I fidget, tugging at one of the buttons on his shirt. “I’ve never really known anyone.”
“That you liked?”
“No, I mean I’ve never known anymen.”
“You’ve never known any men,” he repeats. I can tell by the way he says it he hasn’t processed it. His gaze darts to the fire and back to me. “At all?”
“The Shrouded are only permitted to interact with each other, the Reverend Mothers, the Grand Prioress, and the Priest. I wasn’t kept under such a careful thumb before I took the Shroud but that was a long time ago and even back then…I didn’t really know many men.”
“I’m the only man you’ve ever known?”
“Pretty much. Aside from the Priest.”
“And, your father?”
I snort again. “At this point, I think we’ve interacted more than me and my father have over the course of my entire life.”
“Gods.” He scrutinizes me as if he’s seeing me for the first time, and a flush creeps over my face. “This actually explains a lot.”
“Like what!”
“Your skittishness.”
“That’s because you’re a witch.”
His laugh is a soft, rough sound. “Comes in handy sometimes, doesn’t it?” He asks, bumping my shoulder with his.
“I suppose.”
He flashes me a grin I can’t help but return. It’s like something has shifted between us here in this place. Maybe because with him here, without his magic, we’re finally like equals. My walls start to crumble, falling victim to the numen of this forest or this moment in time. Or maybe it’s because he’s proved himself to me time and time again I can really trust him.
He shifts forward to feed a few more logs to the flames, taking his heat with him, and I draw my knees up to my chest. When he positions himself back against the log, he huddles in even closer. Our legs brush against each other as he pulls his own legs up to mirror mine.
“What exactly is the reason for the Shroud?” he asks, gesturing to his face.
“In Eden, marrying one of the Shrouded is considered one of the highest honors a man can be granted. Men with the highest status are granted multiple. After our eleventh birthday, we’re not seen, we are not spoken to, we are keptpure,” I say, enunciating that word bitterly.
“I suspect they keep us isolated so when we are gifted to whatever man my father grants us to—we’ll be more pliant, we’ll find even them--” I clear my throat again. “Exciting, at least in comparison to the drudgery that is our everyday lives. They say it’s our purity that keeps our kingdom vigorous. So naturally, when everything fell apart, the blame fell on us…and…” I decide not to devolve into all the horrifying details of what happened to Margaret. “It’s all theatrics.”
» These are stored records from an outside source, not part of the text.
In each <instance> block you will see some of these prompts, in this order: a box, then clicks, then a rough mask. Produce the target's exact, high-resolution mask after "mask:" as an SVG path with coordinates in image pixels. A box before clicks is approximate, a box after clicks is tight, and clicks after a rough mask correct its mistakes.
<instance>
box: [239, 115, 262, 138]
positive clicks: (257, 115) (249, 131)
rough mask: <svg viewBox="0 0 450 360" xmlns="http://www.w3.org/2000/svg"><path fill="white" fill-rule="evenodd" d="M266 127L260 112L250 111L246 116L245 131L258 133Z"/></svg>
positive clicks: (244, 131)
He’s quiet for a moment as he processes that. “You seem…unusually self-aware about all of this.”
“I’ve had a long time to think about it but I always despised the Shroud. Syra bought into the whole thing for a long time, as many of the Shrouded do. We are revered like religious figures so many of them take a liking to feeling morally superior, anyway—“ I say, cutting myself off. “That was probably more than you asked for.”
“No, I want to know,” he says adamantly.
I stare off into the flames. “Syra did finally come around. But even still, even though I say all that I kept thinking these last few days maybe I was being punished for removing the Shroud and for…” I trail off with a shake of my head.
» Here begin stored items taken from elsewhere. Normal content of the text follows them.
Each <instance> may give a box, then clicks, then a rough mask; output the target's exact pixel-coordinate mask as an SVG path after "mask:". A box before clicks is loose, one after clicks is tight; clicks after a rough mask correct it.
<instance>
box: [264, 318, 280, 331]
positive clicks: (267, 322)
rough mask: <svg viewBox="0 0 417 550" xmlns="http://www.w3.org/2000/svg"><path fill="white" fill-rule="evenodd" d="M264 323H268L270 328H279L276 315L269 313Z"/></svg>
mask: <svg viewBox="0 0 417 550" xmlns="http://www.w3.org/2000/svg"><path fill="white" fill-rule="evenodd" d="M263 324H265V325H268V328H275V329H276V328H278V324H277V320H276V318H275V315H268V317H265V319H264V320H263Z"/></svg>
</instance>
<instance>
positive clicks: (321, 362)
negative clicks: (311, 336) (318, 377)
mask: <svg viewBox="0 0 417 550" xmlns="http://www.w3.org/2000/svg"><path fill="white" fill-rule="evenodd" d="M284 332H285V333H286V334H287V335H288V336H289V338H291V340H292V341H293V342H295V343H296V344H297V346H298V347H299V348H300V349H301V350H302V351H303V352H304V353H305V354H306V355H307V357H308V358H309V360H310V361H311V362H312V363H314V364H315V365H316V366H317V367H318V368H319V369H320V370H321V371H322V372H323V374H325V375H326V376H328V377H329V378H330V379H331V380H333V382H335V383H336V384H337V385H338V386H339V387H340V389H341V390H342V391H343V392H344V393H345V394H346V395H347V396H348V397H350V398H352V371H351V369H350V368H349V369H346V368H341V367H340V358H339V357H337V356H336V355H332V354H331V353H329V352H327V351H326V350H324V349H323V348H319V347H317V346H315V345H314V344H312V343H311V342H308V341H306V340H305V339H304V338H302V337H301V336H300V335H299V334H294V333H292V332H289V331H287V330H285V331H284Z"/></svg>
“You haven’t done anything wrong.”
I nod, slowly biting at my lip, and muffle a yawn behind my palm. No idea how I’m so tired when all I’ve done is lie in bed for days.
“We should probably try to get some sleep.”
There are so many things I didn’t get to ask. “You got so many more questions,” I argue with another yawn.
“Well, we have a six-hour journey back to look forward to tomorrow and you’ll have plenty of time to pester me with questions.”
I peer around the dark curtain of trees. “I’ve never slept outside before.”